Preventing maximum doses

However, the investigators also had to make sure that the AI model did not simply administer maximum doses. The model received a penalty every time it chose to administer at full dose. It, therefore, chose smaller doses.

The same happened when it administered the treatment too often. It got a penalty. Therefore, it chose fewer doses.

Shah said:

“If all we want to do is reduce the mean tumor diameter, and let it take whatever actions it wants, it will administer drugs irresponsibly.”

“Instead, we said, ‘We need to reduce the harmful actions it takes to get to that outcome.'”

First RL model of its kind

This was the first time an RL model weighed potential negative consequences of actions against an outcome. In other words, one that weighed potential doses against changes in tumor size.

Historically, RL models have worked toward a single action, such as winning. They take whatever action they need to achieve that outcome.

Regarding what happened in this study, in a press release, MIT said:

“The researchers’ model, at each action, has flexibility to find a dose that doesn’t necessarily solely maximize tumor reduction, but that strikes a perfect balance between maximum tumor reduction and low toxicity.”

“This technique has various medical and clinical trial applications, where actions for treating patients must be regulated to prevent harmful side effects.”

AI model – optimal regimens

The researchers trained the AI model on fifty patients. This was a simulation. The simulation randomly selected the patients from a database of glioblastoma patients. They had all been recipients of traditional treatments.

The model conducted approximately 20,000 trial-and-error test runs on each patient.

By the end of the training, the AI model had learned the parameters for optimal regimens. When the model received new patients, it used those parameters to formulate new regimens. The model based the new regimens on several constraints that the researchers had provided.

The team then tested the AI model on fifty new simulated patients. They compared the results with those of a conventional regimen using both PVC and TMZ.

Dosage penalty vs. no penalty

When the model received no dosage penalty, its regimens were almost identical to those that humans had formulated.

However, when it received small and large dosing penalties, the model significantly cut the frequency and potency of doses. The AI model also reduced tumor sizes when it cut the doses’ potency and frequency.

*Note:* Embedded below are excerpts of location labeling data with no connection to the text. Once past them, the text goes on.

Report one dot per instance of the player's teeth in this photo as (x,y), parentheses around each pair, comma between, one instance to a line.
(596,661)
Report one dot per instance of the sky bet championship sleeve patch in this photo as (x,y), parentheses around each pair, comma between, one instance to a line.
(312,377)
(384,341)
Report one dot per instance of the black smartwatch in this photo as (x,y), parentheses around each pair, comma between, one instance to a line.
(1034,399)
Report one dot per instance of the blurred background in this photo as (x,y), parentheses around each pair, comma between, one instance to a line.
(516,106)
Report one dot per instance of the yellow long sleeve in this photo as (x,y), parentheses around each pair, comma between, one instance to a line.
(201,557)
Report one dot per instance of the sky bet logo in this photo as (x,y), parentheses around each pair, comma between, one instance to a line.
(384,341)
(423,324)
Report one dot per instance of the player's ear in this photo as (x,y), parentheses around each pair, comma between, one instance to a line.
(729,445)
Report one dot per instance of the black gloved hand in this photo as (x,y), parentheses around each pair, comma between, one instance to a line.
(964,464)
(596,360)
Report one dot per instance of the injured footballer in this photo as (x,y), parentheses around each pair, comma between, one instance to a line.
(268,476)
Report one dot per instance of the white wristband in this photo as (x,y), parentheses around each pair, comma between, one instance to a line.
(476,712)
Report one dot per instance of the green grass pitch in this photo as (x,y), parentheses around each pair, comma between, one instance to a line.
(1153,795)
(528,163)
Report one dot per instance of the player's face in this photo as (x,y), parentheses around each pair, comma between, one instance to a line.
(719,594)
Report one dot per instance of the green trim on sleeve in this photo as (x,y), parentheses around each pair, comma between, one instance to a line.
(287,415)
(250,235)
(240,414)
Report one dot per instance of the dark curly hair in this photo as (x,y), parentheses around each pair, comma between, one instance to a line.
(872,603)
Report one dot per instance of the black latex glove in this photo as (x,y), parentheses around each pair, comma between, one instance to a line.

The team also designed the model to treat patients individually, as well as in a single cohort. The results were similar (the researchers had access to the medical data of each patient).

Traditionally, groups of patients get the same dosing regimen. However, differences in genetic profiles, biomarkers, medical histories, and tumor size may all alter a patient’s treatment requirement.

Traditional clinical trials do not consider these variables. Subsequently, there are poor responses to therapy in large populations, Shah explained.

‘Eye-balling’ method

The AI model offers a major improvement over the traditional ‘eye-balling’ method. The traditional method involves administering doses, observing patient response, and adjusting accordingly.

Clinical trial design expert, Nicholas J. Schork, said:

“(Humans don’t) have the in-depth perception that a machine looking at tons of data has, so the human process is slow, tedious, and inexact.”

“Here, you’re just letting a computer look for patterns in the data, which would take forever for a human to sift through, and use those patterns to find optimal doses.”

Schork is a professor and director of human biology at the J. Craig Venter Institute.

Prof. Schork believes that this work may be of particular interest to the US FDA. The FDA is currently seeking ways to leverage data and AI to develop health technologies.

FDA stands for Food and Drug Administration. The US FDA is the regulatory agency in charge of medical devices, medications, foods, tobacco products, and cosmetics.

Prof. Schork said:

“(Regulations still need to be established) but I don’t doubt, in a short amount of time, the FDA will figure out how to vet these appropriately, so they can be used in everyday clinical programs.”